Likely encouraged by Joseph's example (vv. 52-53), these women were also willing to identify with Jesus and offered something costly to honor him in his death. They followed Joseph and saw the amount of burial spices used to hastily anoint Jesus before the coming of the Sabbath (v. 54; John 19:39). Though surely thankful for all that Joseph did, they determined to prepare even more perfumes and ointments for him (8:2-3; 24:1). rested. A display of genuine faith and piety (see 1:6; notes on Exod. 20:10; Deut. 5:14). See WLC 117, 121.
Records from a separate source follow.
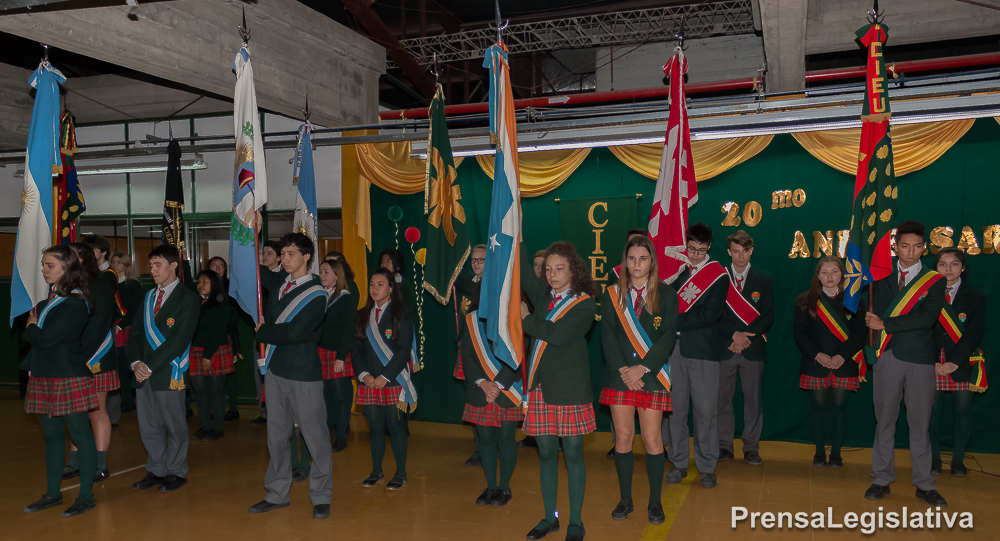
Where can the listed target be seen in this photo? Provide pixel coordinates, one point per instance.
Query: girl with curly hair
(559, 364)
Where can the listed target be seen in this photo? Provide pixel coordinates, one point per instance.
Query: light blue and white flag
(304, 178)
(42, 160)
(249, 190)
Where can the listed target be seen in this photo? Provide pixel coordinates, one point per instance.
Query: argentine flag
(34, 230)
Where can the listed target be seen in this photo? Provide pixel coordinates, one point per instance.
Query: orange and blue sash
(636, 334)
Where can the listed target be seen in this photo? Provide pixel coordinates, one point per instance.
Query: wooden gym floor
(437, 503)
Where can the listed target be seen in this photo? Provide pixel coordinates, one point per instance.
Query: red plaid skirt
(107, 381)
(386, 396)
(651, 400)
(813, 383)
(327, 358)
(222, 362)
(945, 383)
(548, 420)
(121, 337)
(491, 415)
(60, 396)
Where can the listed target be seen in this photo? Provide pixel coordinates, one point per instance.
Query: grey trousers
(895, 381)
(301, 402)
(163, 429)
(750, 373)
(694, 385)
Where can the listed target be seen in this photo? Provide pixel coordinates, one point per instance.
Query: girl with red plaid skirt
(380, 392)
(639, 309)
(559, 367)
(335, 348)
(828, 369)
(954, 372)
(211, 356)
(60, 388)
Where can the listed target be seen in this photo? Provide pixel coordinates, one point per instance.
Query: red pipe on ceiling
(835, 74)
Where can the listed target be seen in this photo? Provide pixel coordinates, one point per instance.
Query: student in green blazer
(60, 390)
(99, 355)
(905, 369)
(212, 357)
(633, 361)
(335, 344)
(830, 338)
(746, 353)
(559, 364)
(291, 327)
(169, 311)
(381, 357)
(954, 372)
(492, 405)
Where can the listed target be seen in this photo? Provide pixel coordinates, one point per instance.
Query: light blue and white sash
(289, 313)
(155, 338)
(408, 393)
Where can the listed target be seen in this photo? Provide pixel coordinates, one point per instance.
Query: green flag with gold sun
(446, 236)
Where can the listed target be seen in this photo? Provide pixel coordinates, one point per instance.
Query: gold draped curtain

Jesus' Resurrection - Luke 24:1-49

Though condemned by the Jewish leaders and Roman government, God vindicated the work of his Son, Jesus (1 Tim 3:16). By raising him back to life, he indicated that Jesus did indeed atone for sins and would not reign with all authority (Eph. 1:22-23; Phil. 2:5-11). Thus, the resurrection became the bedrock of Christian hope for salvation (1 Cor. 15:12-20, 54-57).

Luke 24:1

first day. It is early Sunday morning. This caused a shift in believers' day of worship (Acts 20:7; 1 Cor. 16:2; Rev. 1:10). they. The women return to finish anointing Jesus's body in burial (22:39, 54-56). spices. The ancient Jews did not practice any form of embalming. Instead, they covered corpses with spices and ointments in burial (23:26).

Luke 24:3

Jesus' body was gone because he was raised from the dead (vv. 5-6). His resurrection was not simply spiritual; his physical body was given new life (v. 39; Acts 2:27).

Luke 24:4

These two men were angelic beings (v. 23; Matt. 28:2, 4; see note on 1:11). Like Jesus' birth, this glorious event was attended by God's messengers (1:26-38; 2:8-14).

Luke 24:5

fear. A typical response to the appearance of angels (1:12, 30; 2:9; 8:50; Gen. 15:1; Judg. 6:23; Dan. 10:12, 19). living among the dead. Despite following Jesus, the women did not expect to find him alive (see v. 6).

Luke 24:6-7

The angels offered a mild rebuke to the women. Jesus had repeatedly told his followers that he would die and rise again (9:22, 44; 18:32-33). Son of Man. A title for Jesus (see note on 5:22-24).

Luke 24:6

See WCF 29.6

Luke 24:8-10

Luke's account contains marks of its own authenticity (see notes 1:1-4). In Jewish culture, women were not permitted to act as a witness in court. Yet, they are the first to witness the empty tomb (v. 3). If the account was made up, women would not be written as arriving first. Nor would Luke include names. Doing so implicitly meant anyone could find these women and ask them about what they saw (see 1 Cor. 15:6).

Luke 24:10

Mary Magdalene. See notes on 8:2-3. Joanna. See notes on 8:2-3. Mary the mother of James. See Mark 15:40; 16:1. other women. Probably the women disciples and supports mentioned earlier (8:1-3; 23:49, 55). apostles. These men were appointed by Jesus to take the good news of Jesus death and resurrection to all nations (see note on 6:13)

Luke 24:11-12

The women's story seemed too good to be true. Yet, Peter went to see for himself (John 20:3-6). wondering. The empty tomb gave him hope, but not seeing Jesus himself left him unsure about its meaning (v. 24).

Luke 24:13

day. Sunday, the day of Jesus' resurrection (v. 1). two. That is, two of Jesus' disciples. One was named Cleopas (v. 18). Emmaus. A village thought to be west of Jerusalem, but its exact location is unknown. sixty stadia. About seven miles (eleven kilometers).